What the FDA is permitting — and what the Miami Project announced today — is preliminary, or Phase I, trials of Schwann cell transplants in humans. Under the new study, researchers will seek eight volunteers with fresh spinal injury at the thoracic level — farther down the spine than the neck, at a point at which damage can lead to paraplegia rather than quadriplegia. Schwann cells will then be harvested from each patient’s leg, grown and purified in petri dishes for 26 to 40 days, and transplanted into the spine. The patients will be followed for at least a year to determine what, if any improvement they’ve experienced, or what, if any, problems they’ve encountered.

This is by no means a no-risk decision for the volunteers. Since their own Schwann cells will be used in the transplants, there won’t be any risk of rejection. In that sense, they’ll behave like self-harvested stem cells. But as with brain injury, it’s often impossible to determine who will show improvement in the first year, who won’t and what it is that makes the difference. For many spinal patients, at least some function can return naturally as cord swelling subsides and the spine stabilizes, and the newly injured may not want to mess with their chances of improvement by volunteering for something that’s never been tried before.

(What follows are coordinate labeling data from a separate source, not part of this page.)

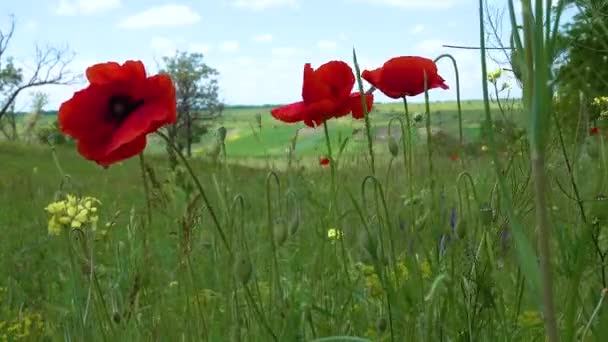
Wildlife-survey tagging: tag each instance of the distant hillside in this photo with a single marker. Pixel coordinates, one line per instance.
(245, 107)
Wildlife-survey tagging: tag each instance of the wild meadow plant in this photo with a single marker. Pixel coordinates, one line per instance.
(434, 249)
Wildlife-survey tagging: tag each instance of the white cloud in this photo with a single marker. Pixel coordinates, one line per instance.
(286, 51)
(162, 44)
(200, 48)
(86, 7)
(259, 5)
(326, 44)
(263, 38)
(414, 4)
(229, 46)
(161, 16)
(417, 29)
(31, 25)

But it’s not an option to wait a year or two before volunteering for a Schwann trial either, since the window for improvement can close quickly.

All of these risks and potential benefits will be discussed with volunteers before they are accepted into the trial, but all of that is for tomorrow. Today, the Miami researchers are simply thrilled that they’ve gotten this far. “We believe today’s announcement is just as important to our field as man’s first step on the moon was to the space program,” said neurosurgeon and project co-founder Barth Green. “When we started the Miami Project, the short-term goal was to improve the quality of life of people living with paralysis, but the long-term goal remains re-establishing function and finding a cure.”

Buoniconti, the ex-jock, still believes he could be one of the beneficiaries of that cure. “Always in the back of my mind, I’m an athlete,” he says, “and have to prepare for the future.” In a small but profound way, that future may just have changed.